Why Can't We Learn From Others' Failures?
Posted 05/03/2011 06:49 PM ET
'Instead of subsidizing yesterday's energy sources, we need to invest in tomorrow's," Obama said in his weekly radio address of April 23. "We need to invest in clean, renewable energy."
It was only one of several opportunities the president has taken lately to play green huckster. He seems dead serious about coercing the country into a renewable energy regime in the same way he rammed through his health care overhaul.
And just as ObamaCare will prove to be ruinous, so too will the green energy scheme.
Consider Germany. It began a renewable energy program that has neither paid off nor lived up to its green promise. This unsurprising conclusion is found in "Economic impacts from the promotion of renewable energies: The German experience" published by RWI, a German research center.
That country's program "is often cited as a model to be replicated elsewhere," RWI notes, but it's a model "without merit."
It adds: "Although Germany's promotion of renewable energies is commonly portrayed in the media as setting a 'shining example in providing a harvest for the world' (The Guardian 2007), we would instead regard the country's experience as a cautionary tale of massively expensive environmental and energy policy that is devoid of economic and environmental benefits."
To ensure that 12% of the country's electricity is generated by renewable sources — a European Union goal — Germany in 1991 adopted a feed-in law requiring utilities to buy power from independent producers and place it on their grids. As is always the case with government do-good programs, this mandate forced costs higher.

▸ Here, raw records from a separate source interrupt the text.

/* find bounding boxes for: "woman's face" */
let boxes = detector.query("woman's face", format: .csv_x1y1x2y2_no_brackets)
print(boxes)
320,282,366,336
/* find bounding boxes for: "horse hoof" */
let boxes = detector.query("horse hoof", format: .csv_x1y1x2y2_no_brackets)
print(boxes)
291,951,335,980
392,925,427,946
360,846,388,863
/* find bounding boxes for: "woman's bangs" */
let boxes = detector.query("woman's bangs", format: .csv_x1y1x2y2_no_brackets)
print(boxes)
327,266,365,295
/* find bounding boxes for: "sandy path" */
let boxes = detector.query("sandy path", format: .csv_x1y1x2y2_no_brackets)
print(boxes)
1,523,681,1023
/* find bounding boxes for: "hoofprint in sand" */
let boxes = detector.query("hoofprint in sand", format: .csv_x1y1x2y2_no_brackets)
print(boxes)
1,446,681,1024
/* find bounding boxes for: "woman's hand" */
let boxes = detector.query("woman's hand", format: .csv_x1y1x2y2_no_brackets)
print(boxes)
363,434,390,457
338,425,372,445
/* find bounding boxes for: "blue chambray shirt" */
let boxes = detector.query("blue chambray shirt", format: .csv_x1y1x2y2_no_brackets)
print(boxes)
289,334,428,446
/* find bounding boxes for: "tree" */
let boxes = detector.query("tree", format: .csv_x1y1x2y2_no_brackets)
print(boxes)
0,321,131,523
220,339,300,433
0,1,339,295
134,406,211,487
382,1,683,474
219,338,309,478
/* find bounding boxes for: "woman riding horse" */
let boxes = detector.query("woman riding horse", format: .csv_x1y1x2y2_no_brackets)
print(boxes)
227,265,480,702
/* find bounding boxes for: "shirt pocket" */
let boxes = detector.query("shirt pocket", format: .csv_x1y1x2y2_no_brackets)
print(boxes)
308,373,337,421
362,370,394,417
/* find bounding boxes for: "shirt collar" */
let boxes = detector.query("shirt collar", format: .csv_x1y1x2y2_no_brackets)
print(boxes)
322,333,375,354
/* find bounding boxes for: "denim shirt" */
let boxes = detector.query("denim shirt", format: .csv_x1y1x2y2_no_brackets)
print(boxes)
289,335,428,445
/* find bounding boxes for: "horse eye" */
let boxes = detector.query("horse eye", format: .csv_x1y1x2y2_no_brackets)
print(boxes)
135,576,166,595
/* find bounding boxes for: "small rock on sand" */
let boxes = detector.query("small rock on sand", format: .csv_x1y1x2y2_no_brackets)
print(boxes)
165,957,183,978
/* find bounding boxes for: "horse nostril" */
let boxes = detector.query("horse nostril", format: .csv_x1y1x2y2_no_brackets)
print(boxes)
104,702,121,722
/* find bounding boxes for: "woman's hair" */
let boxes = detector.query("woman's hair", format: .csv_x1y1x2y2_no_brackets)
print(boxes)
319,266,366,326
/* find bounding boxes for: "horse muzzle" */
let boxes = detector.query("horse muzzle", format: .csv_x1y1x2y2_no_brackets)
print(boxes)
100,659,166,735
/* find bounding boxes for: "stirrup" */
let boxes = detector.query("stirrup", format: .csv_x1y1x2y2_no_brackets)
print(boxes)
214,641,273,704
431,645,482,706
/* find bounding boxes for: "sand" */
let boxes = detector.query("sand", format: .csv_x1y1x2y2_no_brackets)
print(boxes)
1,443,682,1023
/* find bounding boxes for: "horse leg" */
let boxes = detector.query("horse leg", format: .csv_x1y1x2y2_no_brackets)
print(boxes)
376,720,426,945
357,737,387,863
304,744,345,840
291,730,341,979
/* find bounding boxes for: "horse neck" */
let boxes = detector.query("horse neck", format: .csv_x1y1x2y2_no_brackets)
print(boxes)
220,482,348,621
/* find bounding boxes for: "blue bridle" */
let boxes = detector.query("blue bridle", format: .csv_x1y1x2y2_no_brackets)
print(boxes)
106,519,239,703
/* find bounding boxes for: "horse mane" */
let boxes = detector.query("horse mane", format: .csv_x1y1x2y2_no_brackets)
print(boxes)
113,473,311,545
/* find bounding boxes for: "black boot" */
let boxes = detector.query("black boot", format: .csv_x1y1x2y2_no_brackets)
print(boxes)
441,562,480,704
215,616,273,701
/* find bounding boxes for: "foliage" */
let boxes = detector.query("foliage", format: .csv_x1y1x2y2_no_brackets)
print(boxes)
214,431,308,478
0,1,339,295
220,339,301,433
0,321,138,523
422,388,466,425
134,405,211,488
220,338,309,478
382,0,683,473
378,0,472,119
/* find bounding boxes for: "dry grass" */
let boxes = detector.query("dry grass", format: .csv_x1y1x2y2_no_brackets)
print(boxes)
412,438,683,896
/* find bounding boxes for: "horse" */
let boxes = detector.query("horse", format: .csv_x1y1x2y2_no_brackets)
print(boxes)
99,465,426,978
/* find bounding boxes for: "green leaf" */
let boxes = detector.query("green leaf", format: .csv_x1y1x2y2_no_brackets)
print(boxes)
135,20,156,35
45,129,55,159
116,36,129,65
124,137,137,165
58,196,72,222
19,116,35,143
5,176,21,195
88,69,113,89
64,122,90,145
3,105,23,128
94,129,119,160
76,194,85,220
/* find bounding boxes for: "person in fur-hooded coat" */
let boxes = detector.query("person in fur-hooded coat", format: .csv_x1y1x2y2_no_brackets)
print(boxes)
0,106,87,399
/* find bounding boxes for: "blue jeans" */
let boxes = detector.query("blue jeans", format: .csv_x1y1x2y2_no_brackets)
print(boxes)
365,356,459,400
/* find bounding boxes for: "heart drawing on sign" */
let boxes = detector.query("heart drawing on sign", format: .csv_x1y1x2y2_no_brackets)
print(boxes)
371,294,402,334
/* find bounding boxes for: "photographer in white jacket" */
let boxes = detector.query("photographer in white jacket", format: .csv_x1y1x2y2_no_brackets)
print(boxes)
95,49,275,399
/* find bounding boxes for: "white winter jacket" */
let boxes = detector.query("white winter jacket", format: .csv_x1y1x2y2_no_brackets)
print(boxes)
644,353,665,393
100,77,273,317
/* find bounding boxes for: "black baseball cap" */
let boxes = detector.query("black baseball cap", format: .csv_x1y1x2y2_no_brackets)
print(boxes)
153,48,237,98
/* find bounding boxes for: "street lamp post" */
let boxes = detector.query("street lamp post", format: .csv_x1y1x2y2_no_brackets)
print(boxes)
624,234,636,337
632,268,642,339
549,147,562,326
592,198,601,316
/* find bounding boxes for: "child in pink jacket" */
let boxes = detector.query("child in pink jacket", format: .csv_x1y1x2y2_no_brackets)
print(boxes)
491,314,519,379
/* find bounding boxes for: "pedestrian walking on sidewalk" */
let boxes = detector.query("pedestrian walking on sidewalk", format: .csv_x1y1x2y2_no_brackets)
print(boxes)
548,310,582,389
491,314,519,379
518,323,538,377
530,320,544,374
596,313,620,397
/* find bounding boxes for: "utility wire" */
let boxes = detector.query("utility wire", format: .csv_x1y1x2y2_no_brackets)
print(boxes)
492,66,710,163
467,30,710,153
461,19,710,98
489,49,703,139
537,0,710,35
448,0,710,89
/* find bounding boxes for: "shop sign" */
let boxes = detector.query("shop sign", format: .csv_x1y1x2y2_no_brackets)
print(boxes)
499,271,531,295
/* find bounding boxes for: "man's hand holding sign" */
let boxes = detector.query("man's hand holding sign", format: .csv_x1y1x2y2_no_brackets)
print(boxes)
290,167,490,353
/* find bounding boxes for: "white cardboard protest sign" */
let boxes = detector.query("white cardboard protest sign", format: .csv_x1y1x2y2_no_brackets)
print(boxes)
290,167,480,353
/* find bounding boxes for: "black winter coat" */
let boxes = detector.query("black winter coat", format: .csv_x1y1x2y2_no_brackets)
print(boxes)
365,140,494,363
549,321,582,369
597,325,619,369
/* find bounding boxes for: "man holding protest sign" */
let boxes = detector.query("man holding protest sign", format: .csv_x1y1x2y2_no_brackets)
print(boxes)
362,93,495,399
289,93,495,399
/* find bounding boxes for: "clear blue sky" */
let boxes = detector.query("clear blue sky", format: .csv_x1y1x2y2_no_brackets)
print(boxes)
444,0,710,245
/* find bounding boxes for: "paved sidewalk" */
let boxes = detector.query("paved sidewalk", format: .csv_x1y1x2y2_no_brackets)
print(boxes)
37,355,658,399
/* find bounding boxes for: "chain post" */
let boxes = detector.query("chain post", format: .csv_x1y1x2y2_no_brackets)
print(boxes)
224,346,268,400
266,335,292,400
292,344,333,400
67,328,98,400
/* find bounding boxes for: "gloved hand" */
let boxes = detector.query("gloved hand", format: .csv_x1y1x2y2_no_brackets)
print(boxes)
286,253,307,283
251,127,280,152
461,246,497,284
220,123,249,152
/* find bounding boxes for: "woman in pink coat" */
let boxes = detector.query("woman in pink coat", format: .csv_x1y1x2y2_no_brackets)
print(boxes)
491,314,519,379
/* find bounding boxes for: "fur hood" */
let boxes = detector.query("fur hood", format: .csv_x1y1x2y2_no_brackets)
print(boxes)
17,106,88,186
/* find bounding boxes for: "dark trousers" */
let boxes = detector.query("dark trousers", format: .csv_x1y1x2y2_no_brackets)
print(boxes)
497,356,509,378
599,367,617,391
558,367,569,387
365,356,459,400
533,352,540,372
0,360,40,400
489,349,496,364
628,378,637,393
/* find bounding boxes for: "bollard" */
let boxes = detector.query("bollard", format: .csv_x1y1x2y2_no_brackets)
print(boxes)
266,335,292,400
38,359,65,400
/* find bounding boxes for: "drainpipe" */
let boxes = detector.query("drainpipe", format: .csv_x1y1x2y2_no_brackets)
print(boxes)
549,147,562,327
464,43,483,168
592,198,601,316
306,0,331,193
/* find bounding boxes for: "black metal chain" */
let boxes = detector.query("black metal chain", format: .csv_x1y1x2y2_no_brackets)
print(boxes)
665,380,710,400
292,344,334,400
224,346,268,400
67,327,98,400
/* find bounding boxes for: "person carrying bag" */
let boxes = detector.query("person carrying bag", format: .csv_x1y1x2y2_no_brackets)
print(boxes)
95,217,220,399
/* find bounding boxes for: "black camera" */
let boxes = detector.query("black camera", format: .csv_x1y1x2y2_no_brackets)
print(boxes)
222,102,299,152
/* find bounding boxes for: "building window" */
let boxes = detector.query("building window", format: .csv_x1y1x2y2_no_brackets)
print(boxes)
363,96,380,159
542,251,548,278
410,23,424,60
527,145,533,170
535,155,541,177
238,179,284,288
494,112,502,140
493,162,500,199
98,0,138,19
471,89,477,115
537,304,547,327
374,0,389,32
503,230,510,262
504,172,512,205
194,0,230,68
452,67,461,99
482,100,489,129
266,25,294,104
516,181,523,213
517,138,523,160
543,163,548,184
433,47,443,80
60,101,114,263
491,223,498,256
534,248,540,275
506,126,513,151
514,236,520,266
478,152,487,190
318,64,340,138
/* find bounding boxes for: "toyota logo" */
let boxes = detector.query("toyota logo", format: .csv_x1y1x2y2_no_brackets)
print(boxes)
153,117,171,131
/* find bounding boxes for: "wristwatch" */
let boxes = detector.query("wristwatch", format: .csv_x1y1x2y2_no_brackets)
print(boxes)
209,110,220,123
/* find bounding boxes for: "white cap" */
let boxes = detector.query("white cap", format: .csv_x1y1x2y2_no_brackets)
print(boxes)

Solar power, for instance, cost 62 cents per kilowatt-hour while conventionally produced electricity cost 3 cents to 10 cents per kilowatt-hour.
Wind power costs were 300% higher than conventional power. This jacked up average household electricity prices by 7.5%.
While such an increase is unlikely to drive anyone into poverty, it's enough to affect a family's budget. Imagine, as well, how high the electricity rates would go if the portion of renewables larger than 12% were required by government.
Spain also has had an unpleasant experience with renewable energy. The country tried to establish a green economy — and failed. Gabriel Calzada Alvarez, a professor at Juan Carlos University in Madrid, found that "the Spanish/EU-style 'green jobs' agenda being promoted in the U.S. in fact destroys jobs."
For every green job created by the Spanish government, Alvarez found that 2.2 jobs were destroyed elsewhere in the economy because resources were directed politically and not rationally, as in a market economy.
Researchers from the Italian think tank Istituto Bruno Leoni have published similar findings about their country. There, "each green job cost 6.9 jobs in the industrial sector and 4.8 jobs across the entire economy."
With this information available, why would anyone continue to push green energy schemes? It takes an overbearing arrogance for someone to believe that the laws of economics must bend to his will.